Ишан думал — вон как ты заговорил, едва перестал быть наркомом, теперь станешь активным! А сам кивал головой, показывая, что слушает и понимает…

— Вы, ваше преосвященство, все до ниточки, как мне известно, отдали Советам. За что же вы просите прощения у властей? Они у вас должны просить. Они у вас! — И ишан слушал и уже соглашался: да, они у меня. Он был не просто хорошим оратором, этот бывший нарком, он точные вещи говорил, без промаха. — А каково ваше сегодняшнее положение в глазах мирян? Оно особенно ценно! Вы отказались от всего мирского, сохранив в себе духовные богатства. Вам не нужны ни деньги, ни золото, ни кони, ни бараны, ни ласки женщин, ни иные наслаждения, вроде вина… Вы печетесь о совести мусульман, денно и нощно горюете о ней. Не так ли?

— Истинно так. Точно так, как вы сказали!

— А вы… Нельзя показывать, что вас убили духовно. Нет, вы не убиты. Ваша душа живет. И свет ее должен быть и будет виден далеко. Как свет луны ночью и свет солнца днем. Вот чего вы должны добиться.
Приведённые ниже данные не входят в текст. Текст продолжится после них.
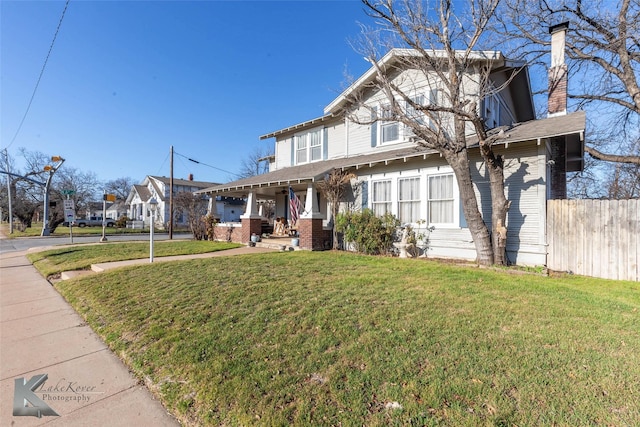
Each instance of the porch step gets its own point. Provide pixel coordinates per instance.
(279, 245)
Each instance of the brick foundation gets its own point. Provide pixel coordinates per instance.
(227, 233)
(312, 236)
(250, 226)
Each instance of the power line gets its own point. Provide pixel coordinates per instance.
(35, 89)
(204, 164)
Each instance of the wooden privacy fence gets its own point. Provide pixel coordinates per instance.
(598, 238)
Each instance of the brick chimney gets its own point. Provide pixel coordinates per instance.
(558, 72)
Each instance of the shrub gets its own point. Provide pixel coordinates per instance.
(369, 233)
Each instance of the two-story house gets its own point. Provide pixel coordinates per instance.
(394, 174)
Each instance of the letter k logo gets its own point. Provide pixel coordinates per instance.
(23, 394)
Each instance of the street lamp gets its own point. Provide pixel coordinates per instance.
(51, 169)
(153, 204)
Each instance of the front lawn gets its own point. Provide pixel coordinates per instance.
(80, 257)
(331, 338)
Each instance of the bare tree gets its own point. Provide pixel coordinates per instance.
(333, 187)
(195, 207)
(120, 187)
(603, 53)
(256, 163)
(444, 51)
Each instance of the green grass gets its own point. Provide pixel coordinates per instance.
(331, 338)
(80, 257)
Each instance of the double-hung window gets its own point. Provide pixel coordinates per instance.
(409, 200)
(315, 145)
(302, 142)
(389, 128)
(440, 199)
(381, 200)
(308, 146)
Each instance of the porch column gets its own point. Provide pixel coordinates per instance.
(251, 219)
(213, 207)
(312, 236)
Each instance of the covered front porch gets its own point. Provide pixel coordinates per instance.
(276, 213)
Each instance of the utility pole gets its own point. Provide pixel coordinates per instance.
(6, 154)
(51, 169)
(171, 197)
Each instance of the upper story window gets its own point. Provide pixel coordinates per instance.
(389, 129)
(495, 112)
(308, 146)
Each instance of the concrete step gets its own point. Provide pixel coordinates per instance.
(280, 244)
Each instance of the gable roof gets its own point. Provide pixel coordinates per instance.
(520, 82)
(184, 182)
(571, 126)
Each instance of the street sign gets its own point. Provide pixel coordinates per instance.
(69, 210)
(69, 215)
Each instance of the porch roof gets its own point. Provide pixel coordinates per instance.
(570, 126)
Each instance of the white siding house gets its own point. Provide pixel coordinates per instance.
(158, 187)
(396, 175)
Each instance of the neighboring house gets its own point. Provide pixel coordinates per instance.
(158, 187)
(395, 175)
(116, 209)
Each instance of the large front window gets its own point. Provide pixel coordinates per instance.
(409, 200)
(381, 202)
(440, 199)
(309, 146)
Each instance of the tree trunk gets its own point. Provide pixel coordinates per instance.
(499, 206)
(459, 162)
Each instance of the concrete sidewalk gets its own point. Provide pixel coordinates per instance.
(86, 384)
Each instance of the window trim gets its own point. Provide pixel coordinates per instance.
(455, 201)
(388, 202)
(412, 201)
(385, 109)
(308, 148)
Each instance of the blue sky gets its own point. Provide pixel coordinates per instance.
(128, 79)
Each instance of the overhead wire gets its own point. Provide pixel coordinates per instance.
(35, 89)
(204, 164)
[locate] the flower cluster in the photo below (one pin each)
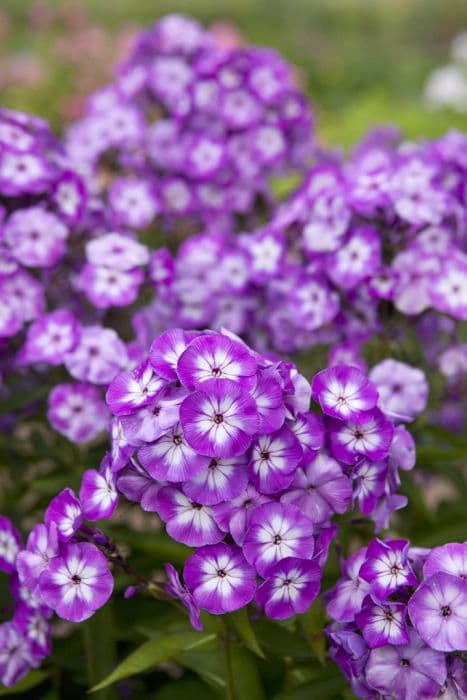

К вам же ходят тысячи паломников!

— Вы осведомлены о том, что место паломничества у нас осквернено и закрыто? — потупившись, спросил, ишан. — К нам почти не ходят.

— А к кому ходить, если вас нет на месте? — резко выговорил свой вопрос Обидов. — Это почти смешно!

Однако он не смеялся, скорее был хмур и грозен. А Салахитдин-ишан ощутил в его голосе, в нем самом силу, которой невозможно было не подчиняться.

— Что же делать? Научите.

И Рахим Обидов ответил, точно отдал приказ:

— Завтра же утром, ваше преосвященство, вы должны одеться в достойную вас одежду, явиться к усыпальнице, сесть рядом и принимать нуждающихся.

— Там… чайхана… красная…

— Пусть себе работает чайхана, не вы ее поставили в святом месте, и не вам ее стесняться. Она работает? А вы? И вы должны выполнять свою святую обязанность. Нация нуждается в вашем наставлении, раз в школах рассказывают про революцию, крейсер «Аврора», стрелявший по дворцу белого царя, и всякие расстрелы рабочих, которыми пытаются заменить вечно идущую вперед своими мощными шагами историю, предначертанную людям богом. Вы должны показать, что, охраняемый богом, не боитесь никого… Это ведь не просто какой-нибудь кишлак. Это Ходжикент, всегда притягивавший к себе поклонников мусульманских святых.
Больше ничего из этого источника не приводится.